Professor Paul Glare, Pain Foundation and Painaustralia Board Director, hosted the Kolling Institute’s Neuroscience and Pain Research Showcase. The webinar covered a range of topics including:
- Health and Medical Research Initiatives;
- Translational Research;
- Academic Psychiatry;
- Genome Sequencing;
- Pharmacology for Older Patients; and
- Spinal Cord Injury.
Presentations by the Pain Management Research Institute (PMRI) on preventing disability in the recently injured and on brain circuits, and by the John Walsh Centre for Rehabilitation Research (JWCRR) on spinal injury, traumatic brain injury and pain are of particular interest to people living with chronic pain.

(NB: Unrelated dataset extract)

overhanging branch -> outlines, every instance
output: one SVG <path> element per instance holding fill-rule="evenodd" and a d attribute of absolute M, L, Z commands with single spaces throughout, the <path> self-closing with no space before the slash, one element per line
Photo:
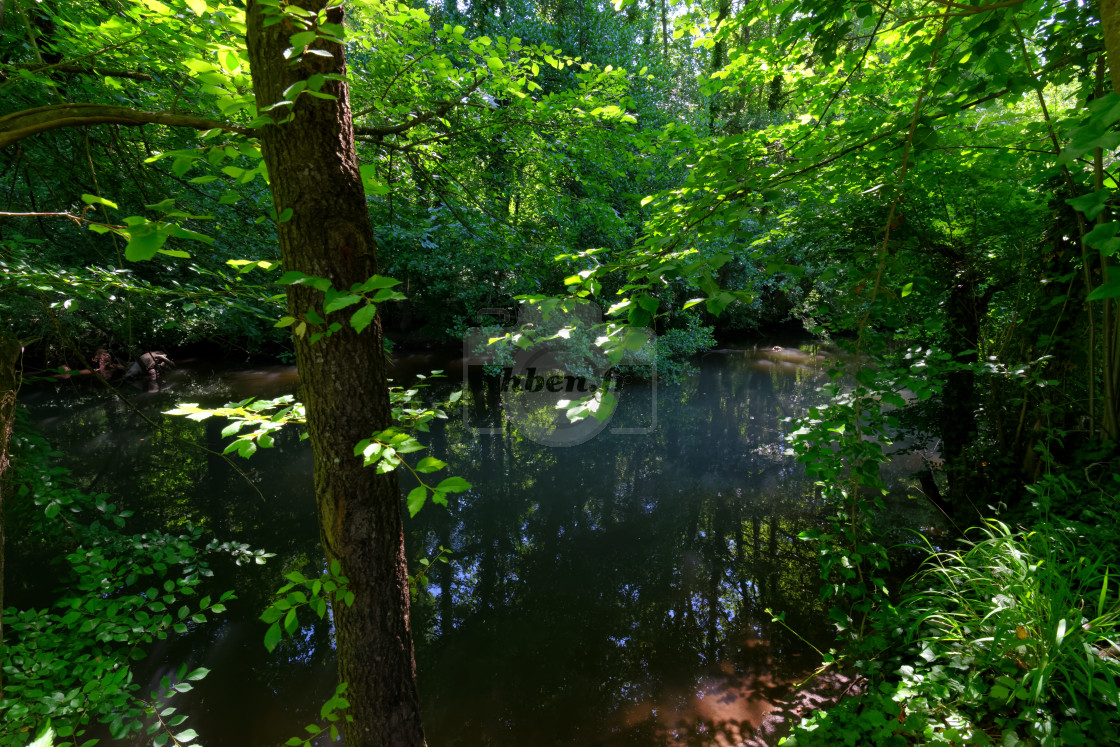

In his presentation on disability in the recently injured, Professor Michael Nicholas, Director, Pain Education and Pain Management Programs at the PMRI argued that a multidisciplinary approach to pain management was more effective than relying solely on medication.
A similar approach was presented by the Head of the JWCRR, Professor Ian Cameron during his presentation on effective ways to treat people with spinal injury, traumatic brain injury and pain.
Dr Karin Aubrey from the PMRI Neurobiology of Pain Lab presented on her team’s topic of “Brain Circuits Involved in Pain Signalling”. They combine electrophysiology with optogenetics and imaging, animal behaviour and chemogenetics to study how our brains control sensory information as it enters the spinal cord. (We are very proud of the fact that much of the scientific equipment installed in her lab has been funded by Pain Foundation benefactors.)